Solve[c1 && c2 && c3 && c4]

{{b1 -> 0.551683 - 0.197769 I, b2 -> 0.163159 - 0.453896 I, b3 -> 0.29314 - 0.549955 I, b4 -> -1.81831*10^-10 + 9.53055*10^-10 I, r1 -> -0.336636 - 0.847225 I, rIm1 -> 0.895327 - 1.06646 I, t1 -> -0.245692 + 0.329425 I, tIm1 -> -1.91242*10^6 + 1.17446*10^6 I}}

In M9 you have to specify which variable you want to solve for. For example

Solve[c1 && c2 && c3 && c4, {b1, b2, b3, b4, r1, rIm1, t1, tIm1}];
Simplify[%, Assumptions -> y > 0]

{{b2 -> (-0.511444 - 0.225877 I) + (1.21486 + 0.0221892 I) b1, b3 -> (0.536368 - 0.877726 I) - (0.579409 - 0.386421 I) b1, b4 -> (-9.68142*10^-10 + 5.66735*10^-10 I) + (1.04054*10^-9 + 1.07328*10^-9 I) b1, r1 -> (-0.834692 - 0.882983 I) + (0.779397 + 0.344217 I) b1, rIm1 -> (0.0198637 - 0.977868 I) + (1.4572 + 0.361793 I) b1, t1 -> (0.455882 - 0.585599 I) - (1.65376 - 1.06576 I) b1, tIm1 -> (674473. + 2.78309*10^6 I) - (3.22886*10^6 + 4.07336*10^6 I) b1}}

You are not getting independent solutions because you have 9 variables and 8 (4 complex) equations. This is mentioned in the error message as well

Solve::svars: Equations may not give solutions for all "solve" variables. >>

If you freeze one variable (say y=0)

Solve[Block[{y = 0}, c1 && c2 && c3 && c4], {b1, b2, b3, b4, r1, rIm1, t1, tIm1}]

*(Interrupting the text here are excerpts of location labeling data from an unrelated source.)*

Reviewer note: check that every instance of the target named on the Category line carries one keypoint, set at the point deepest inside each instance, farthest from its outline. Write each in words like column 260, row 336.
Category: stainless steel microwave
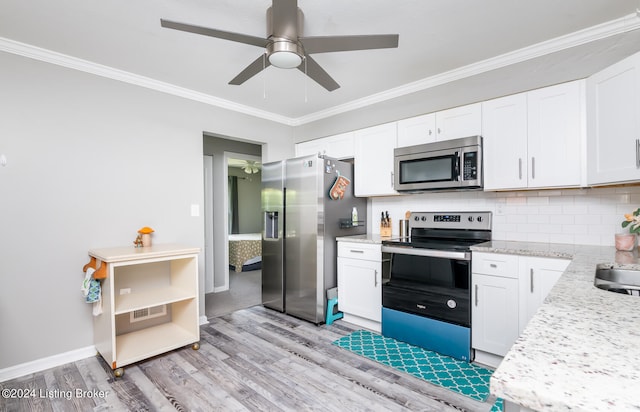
column 447, row 165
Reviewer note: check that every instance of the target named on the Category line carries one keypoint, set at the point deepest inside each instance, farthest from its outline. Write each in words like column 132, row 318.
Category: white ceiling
column 436, row 37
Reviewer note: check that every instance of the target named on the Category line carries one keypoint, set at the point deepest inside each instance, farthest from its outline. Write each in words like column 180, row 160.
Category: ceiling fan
column 286, row 47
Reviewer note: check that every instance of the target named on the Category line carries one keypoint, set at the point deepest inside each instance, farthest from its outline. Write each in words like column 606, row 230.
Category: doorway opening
column 233, row 239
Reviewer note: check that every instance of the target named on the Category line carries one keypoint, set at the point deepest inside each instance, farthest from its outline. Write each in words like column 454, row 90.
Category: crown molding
column 59, row 59
column 614, row 27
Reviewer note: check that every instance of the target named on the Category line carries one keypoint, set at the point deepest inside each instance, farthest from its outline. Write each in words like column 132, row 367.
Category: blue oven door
column 426, row 300
column 438, row 336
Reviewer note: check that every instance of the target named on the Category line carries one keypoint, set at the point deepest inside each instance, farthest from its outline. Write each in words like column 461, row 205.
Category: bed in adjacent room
column 245, row 251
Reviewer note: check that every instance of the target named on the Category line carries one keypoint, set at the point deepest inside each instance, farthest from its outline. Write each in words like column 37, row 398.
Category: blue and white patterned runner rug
column 458, row 376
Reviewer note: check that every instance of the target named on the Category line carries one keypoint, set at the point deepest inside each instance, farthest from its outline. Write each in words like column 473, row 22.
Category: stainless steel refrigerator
column 306, row 203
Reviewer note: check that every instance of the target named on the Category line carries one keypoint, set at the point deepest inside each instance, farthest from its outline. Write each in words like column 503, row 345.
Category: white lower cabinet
column 537, row 277
column 506, row 292
column 360, row 283
column 494, row 310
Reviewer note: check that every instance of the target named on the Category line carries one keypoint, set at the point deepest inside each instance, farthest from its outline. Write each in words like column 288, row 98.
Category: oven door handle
column 427, row 252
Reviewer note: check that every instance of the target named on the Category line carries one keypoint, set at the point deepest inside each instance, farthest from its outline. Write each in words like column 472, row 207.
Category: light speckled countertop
column 365, row 238
column 580, row 352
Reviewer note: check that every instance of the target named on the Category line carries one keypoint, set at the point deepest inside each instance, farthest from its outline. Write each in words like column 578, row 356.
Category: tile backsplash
column 581, row 216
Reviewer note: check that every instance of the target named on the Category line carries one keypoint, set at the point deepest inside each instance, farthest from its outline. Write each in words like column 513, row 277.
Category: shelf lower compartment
column 156, row 297
column 136, row 346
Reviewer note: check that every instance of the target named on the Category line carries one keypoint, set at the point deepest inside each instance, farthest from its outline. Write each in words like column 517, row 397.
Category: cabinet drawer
column 495, row 264
column 364, row 251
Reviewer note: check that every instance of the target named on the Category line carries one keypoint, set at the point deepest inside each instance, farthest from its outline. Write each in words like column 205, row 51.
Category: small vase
column 625, row 241
column 146, row 239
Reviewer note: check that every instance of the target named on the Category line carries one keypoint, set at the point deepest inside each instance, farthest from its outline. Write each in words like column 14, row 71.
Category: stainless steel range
column 426, row 298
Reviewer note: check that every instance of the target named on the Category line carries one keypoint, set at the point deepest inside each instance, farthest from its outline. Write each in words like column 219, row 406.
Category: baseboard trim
column 38, row 365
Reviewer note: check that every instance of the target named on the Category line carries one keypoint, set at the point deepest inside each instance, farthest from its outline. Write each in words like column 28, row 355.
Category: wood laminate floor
column 253, row 359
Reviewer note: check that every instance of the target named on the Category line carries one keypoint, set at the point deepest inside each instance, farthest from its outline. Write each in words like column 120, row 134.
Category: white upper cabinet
column 417, row 130
column 613, row 123
column 504, row 131
column 556, row 135
column 459, row 122
column 535, row 139
column 340, row 146
column 447, row 124
column 373, row 166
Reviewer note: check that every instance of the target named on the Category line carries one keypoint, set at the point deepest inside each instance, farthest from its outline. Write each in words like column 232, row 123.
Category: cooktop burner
column 456, row 231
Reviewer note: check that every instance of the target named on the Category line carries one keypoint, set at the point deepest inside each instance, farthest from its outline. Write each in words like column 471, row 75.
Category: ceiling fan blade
column 251, row 70
column 285, row 19
column 317, row 73
column 325, row 44
column 220, row 34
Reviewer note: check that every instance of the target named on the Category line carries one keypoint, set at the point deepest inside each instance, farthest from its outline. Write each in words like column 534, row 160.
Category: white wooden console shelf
column 149, row 302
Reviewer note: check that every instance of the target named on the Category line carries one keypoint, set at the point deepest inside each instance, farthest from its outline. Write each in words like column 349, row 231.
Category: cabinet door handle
column 533, row 167
column 531, row 279
column 520, row 168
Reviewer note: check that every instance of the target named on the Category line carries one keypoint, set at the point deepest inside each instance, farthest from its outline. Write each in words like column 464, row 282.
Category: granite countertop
column 580, row 351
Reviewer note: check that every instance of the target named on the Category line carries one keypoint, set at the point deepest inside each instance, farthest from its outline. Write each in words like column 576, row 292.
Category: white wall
column 89, row 161
column 581, row 216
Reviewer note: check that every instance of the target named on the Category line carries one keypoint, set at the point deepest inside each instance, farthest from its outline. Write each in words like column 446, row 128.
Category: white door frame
column 224, row 265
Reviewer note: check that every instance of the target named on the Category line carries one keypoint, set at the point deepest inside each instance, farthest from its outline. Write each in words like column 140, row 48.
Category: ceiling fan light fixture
column 284, row 54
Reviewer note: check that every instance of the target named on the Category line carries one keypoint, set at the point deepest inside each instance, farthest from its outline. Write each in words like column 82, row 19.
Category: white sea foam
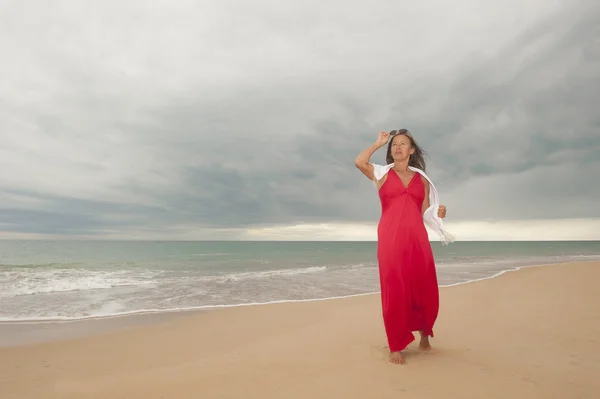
column 78, row 293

{{b1 -> 0.551683 - 0.197769 I, b2 -> 0.163159 - 0.453896 I, b3 -> 0.29314 - 0.549955 I, b4 -> -1.81831*10^-10 + 9.53055*10^-10 I, r1 -> -0.336636 - 0.847225 I, rIm1 -> 0.895327 - 1.06646 I, t1 -> -0.245692 + 0.329425 I, tIm1 -> -1.91242*10^6 + 1.17446*10^6 I}}

You get the good old answer back. This is also true for M10. I think for some reason M10 is choosing y=0, but can't say that for sure.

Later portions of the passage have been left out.